Inhibition of catalase and SOD may elevate the cellular levels of H2O2 and O2•−, thereby leading to production of the RONS, like hydroxyl radical (•OH) (Riederer et al., 1989; Double and Halliday, 2006). Thus, the findings suggest that these compounds may lead to H2O2 and O2•− - mediated OS, which is inline with studies with teapolyphenols (Vittal et al., 2004; Yen et al., 2004; Raza and John, 2005; Babich et al., 2007, 2011; Bhat et al., 2007). Inhibition of GPx and GST by the constituents of PJ and their metabolites may elevate the levels of RONS, including nitrotyrosine, which may explain the basis for the increase in the level of this species demonstrated by Tapias et al. (2014). Further, since GR is needed to maintain GSH pool in the neurons, inhibition of this critical enzyme may deplete the cellular GSH pool and thereby elevate the levels of RONS.

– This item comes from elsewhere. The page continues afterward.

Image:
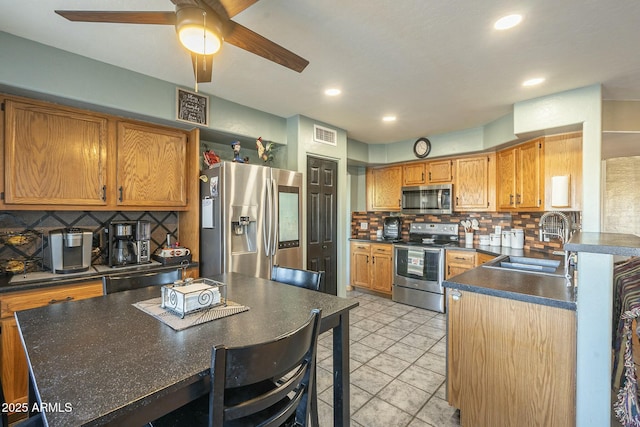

Thus, the present findings on the inhibitory potentials of PJ phytochemicals and their metabolites on the studied enzymes may be a useful explanation for the elevation in the nitrotyrosine level, exaggeration of OS and dopaminergic neurodegeneration in rat model of toxin-induced PD, as reported by Tapias et al. (2014). Several studies have reported rather pro-oxidant nature of phytochemicals, mainly polyphenolic compounds, including epigallocatechin-3-gallate, gallic acid, protocatechuic acid, syringic acid, vanillic acid, ellagic acid, coumaric acid, chlorogenic acid, ferulic acid, myricetin, quercetin, rutin, kaempferol, (+)-catechin, (−)-epicatechin, delphinidin, malvidin and caffeic acid, which includes OS, depletion of GSH and inhibition of anti-oxidant enzymes (Raza and John, 2005; Bhat et al., 2007; Babich et al., 2007, 2011). These phytochemicals have similar structures and functional groups as those of the different constituents of PJ and their metabolites. Thus, the present findings are in line with these reports that the constituents of PJ and their metabolites may inhibit antioxidant enzymes and contribute to depletion of GSH level, and thereby OS.

In view of the present findings, it is argued that although phytochemicals, like those of PJ, have antioxidant potency, they may inhibit cellular antioxidant defense mechanism as well. In other words, they may act both as pro-oxidants as well as antioxidants. As such, their use as adjunct for cellular defense against OS is a major concern, mainly in neurodegenerative diseases since neurons are more vulnerable to OS. Thus, it is suggested that dose- and time- dependent in vitro and in vivo studies be carried out using individual constituents of PJ and their metabolites before they can be used as therapeutics or adjuncts against OS in neurodegenerative diseases, including PD and AD. Further, pharmacokinetic and pharmacodynamic studies are warranted for each of these phytochemical and metabolite.

Conflict of interest

We declare no potential conflict of interest in publishing the article.